Une enquête ouverte pour vol aggravé
Contacté par Le Parisien, le procureur de la République de Nice, Damien Martinelli, a confirmé l’ouverture d’une procédure judiciaire. « Une enquête est en cours pour vol aggravé », a-t-il indiqué. De son côté, Lilie Jalabert, porte-parole du syndicat de police Alliance, a estimé qu’une telle opération supposait nécessairement une préparation en amont, avec des repérages du fonctionnement interne de l’hôtel et une reproduction fidèle des uniformes du personnel. Elle n’a pas exclu l’hypothèse d’une complicité au sein même de l’établissement, un scénario que les enquêteurs devront désormais confirmer ou écarter.
La sécurité des hôtels de luxe en question
Le montant du préjudice, qui avoisinerait 100 000 euros selon les déclarations des victimes, donne la mesure de ce vol qui interroge sur les procédures de vérification d’identité au sein des établissements haut de gamme de la Côte d’Azur.
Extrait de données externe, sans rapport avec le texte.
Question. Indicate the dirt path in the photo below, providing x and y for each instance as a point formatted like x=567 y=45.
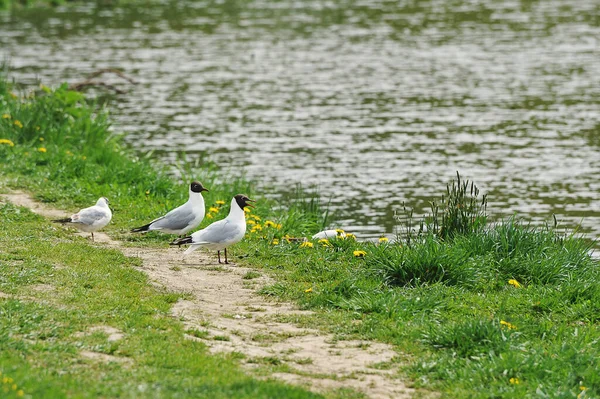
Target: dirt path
x=225 y=311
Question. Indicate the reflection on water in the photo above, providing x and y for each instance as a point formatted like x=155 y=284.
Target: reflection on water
x=378 y=102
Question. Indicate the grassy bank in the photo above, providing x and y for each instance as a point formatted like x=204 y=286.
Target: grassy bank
x=481 y=309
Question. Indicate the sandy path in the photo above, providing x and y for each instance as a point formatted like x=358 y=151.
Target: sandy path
x=225 y=308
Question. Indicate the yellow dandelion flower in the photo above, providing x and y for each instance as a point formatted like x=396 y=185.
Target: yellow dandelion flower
x=514 y=283
x=257 y=227
x=508 y=325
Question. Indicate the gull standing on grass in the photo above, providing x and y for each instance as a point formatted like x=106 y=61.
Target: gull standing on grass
x=183 y=219
x=90 y=219
x=222 y=234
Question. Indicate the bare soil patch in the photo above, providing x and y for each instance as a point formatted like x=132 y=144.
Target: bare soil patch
x=225 y=312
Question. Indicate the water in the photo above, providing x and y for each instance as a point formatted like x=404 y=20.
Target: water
x=377 y=102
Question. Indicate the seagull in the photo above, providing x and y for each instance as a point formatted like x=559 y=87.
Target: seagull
x=183 y=219
x=337 y=233
x=91 y=219
x=222 y=234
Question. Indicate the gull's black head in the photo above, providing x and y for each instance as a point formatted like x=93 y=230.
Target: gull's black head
x=243 y=201
x=197 y=187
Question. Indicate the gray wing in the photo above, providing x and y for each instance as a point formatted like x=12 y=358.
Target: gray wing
x=218 y=232
x=89 y=216
x=177 y=219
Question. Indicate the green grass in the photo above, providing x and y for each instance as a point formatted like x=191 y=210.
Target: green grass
x=440 y=294
x=41 y=332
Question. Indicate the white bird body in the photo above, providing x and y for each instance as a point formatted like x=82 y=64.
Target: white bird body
x=327 y=234
x=91 y=219
x=182 y=219
x=221 y=234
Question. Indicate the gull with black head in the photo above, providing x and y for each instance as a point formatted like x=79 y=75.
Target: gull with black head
x=90 y=219
x=223 y=233
x=183 y=219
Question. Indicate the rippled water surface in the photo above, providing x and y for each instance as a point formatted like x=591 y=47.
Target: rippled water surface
x=377 y=102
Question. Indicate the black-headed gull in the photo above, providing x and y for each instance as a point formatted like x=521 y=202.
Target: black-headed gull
x=223 y=233
x=90 y=219
x=183 y=219
x=325 y=234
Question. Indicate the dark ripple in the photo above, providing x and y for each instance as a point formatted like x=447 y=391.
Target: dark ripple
x=377 y=102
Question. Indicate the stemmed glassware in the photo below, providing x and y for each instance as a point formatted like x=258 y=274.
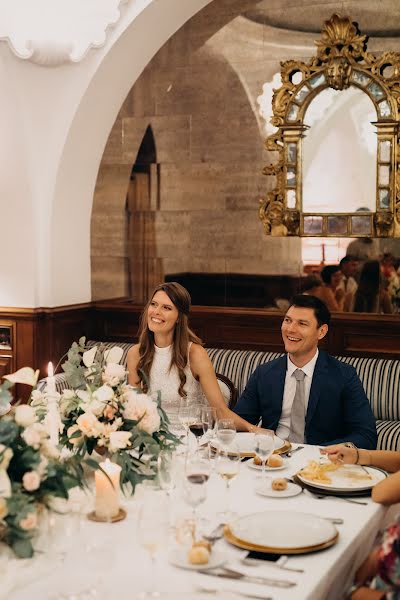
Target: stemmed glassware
x=197 y=473
x=263 y=447
x=152 y=532
x=166 y=471
x=228 y=466
x=187 y=415
x=226 y=431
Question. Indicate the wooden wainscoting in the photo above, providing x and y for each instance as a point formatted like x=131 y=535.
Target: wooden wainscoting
x=259 y=329
x=44 y=334
x=41 y=335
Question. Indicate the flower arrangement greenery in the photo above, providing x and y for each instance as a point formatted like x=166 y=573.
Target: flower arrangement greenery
x=31 y=472
x=101 y=413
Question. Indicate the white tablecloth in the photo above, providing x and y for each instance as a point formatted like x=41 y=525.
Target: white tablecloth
x=105 y=559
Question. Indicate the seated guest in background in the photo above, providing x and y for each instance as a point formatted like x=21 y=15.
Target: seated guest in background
x=169 y=356
x=326 y=289
x=308 y=396
x=382 y=566
x=371 y=295
x=349 y=267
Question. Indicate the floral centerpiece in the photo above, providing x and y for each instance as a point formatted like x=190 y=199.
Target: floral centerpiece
x=101 y=413
x=31 y=474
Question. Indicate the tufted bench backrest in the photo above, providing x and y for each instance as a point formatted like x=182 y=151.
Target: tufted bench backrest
x=379 y=376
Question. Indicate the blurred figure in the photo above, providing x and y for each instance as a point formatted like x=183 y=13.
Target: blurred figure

Ce type d’hôtel, très fréquenté l’été par une clientèle internationale aisée, doit composer avec un afflux de personnel saisonnier et de prestataires extérieurs, ce qui peut compliquer le contrôle des accès aux chambres et l’identification précise de chaque intervenant amené à circuler dans les étages.
Un secteur touristique sous tension l’été
La saison estivale sur la Côte d’Azur concentre chaque année une forte fréquentation touristique internationale, un contexte qui profite aux hôtels de luxe niçois mais qui attire aussi, ponctuellement, des individus cherchant à exploiter les failles de sécurité de ces établissements. Les professionnels du secteur hôtelier rappellent régulièrement l’importance de la vérification des badges et des uniformes, sans que cela suffise toujours à empêcher ce type de mise en scène élaborée.
Cette affaire relance la question du contrôle des identités professionnelles dans l’hôtellerie de luxe, un secteur particulièrement exposé durant la haute saison touristique. Ni l’AC Hotel Nice by Marriott ni le groupe Marriott n’ont communiqué publiquement sur cet épisode à ce stade. L’enquête ouverte par le parquet de Nice devra désormais déterminer si l’auteur présumé a agi seul ou avec la complicité d’un membre du personnel de l’hôtel.